For those who hold both RPW and the perpetuity of the Sabbath ...

From the time of Adam through the Patriarchs up until the time of Moses, was the Sabbath observed as a day of worship? If so, what did it consist of? There doesn't seem to be any commands regarding observing the Sabbath nor any commands to regulate the worship within the Sabbath.

Would it not follow from the RPW that, since they could not add anything to elements to worship, there was no practiced elements of Sabbath worship?


----------



## larryjf (Sep 10, 2007)

elnwood said:


> For those who hold both RPW and the perpetuity of the Sabbath ...
> 
> From the time of Adam through the Patriarchs up until the time of Moses, was the Sabbath observed as a day of worship? If so, what did it consist of? There doesn't seem to be any commands regarding observing the Sabbath nor any commands to regulate the worship within the Sabbath.
> 
> Would it not follow from the RPW that, since they could not add anything to elements to worship, there was no practiced elements of Sabbath worship?



I think it is a mistake to presume that there were no oral commands of worship prior to the canonization of the OT Scripture.
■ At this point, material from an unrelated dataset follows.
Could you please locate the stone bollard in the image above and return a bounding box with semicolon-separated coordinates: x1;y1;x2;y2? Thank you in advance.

Cain and Abel are said to bring the Lord their offerings at "the end of days" in Gen 4:3 (although many translations have it as "in the course of time".

There are also many early passages where we see time divided into 7 days. This is interesting because unlike other time measurements (day, month, year) the 7 days has nothing to do with solar or lunar cycles.

It is also pretty clear that before the commandments on Sinai they celebrated the Sabbath (Ex 16:23).

Even in the commandment itself (Ex 20:8) we are told to "remember" the Sabbath. This shows that the Sabbath was something that was not instituted in Sinai, but rather codified there.


----------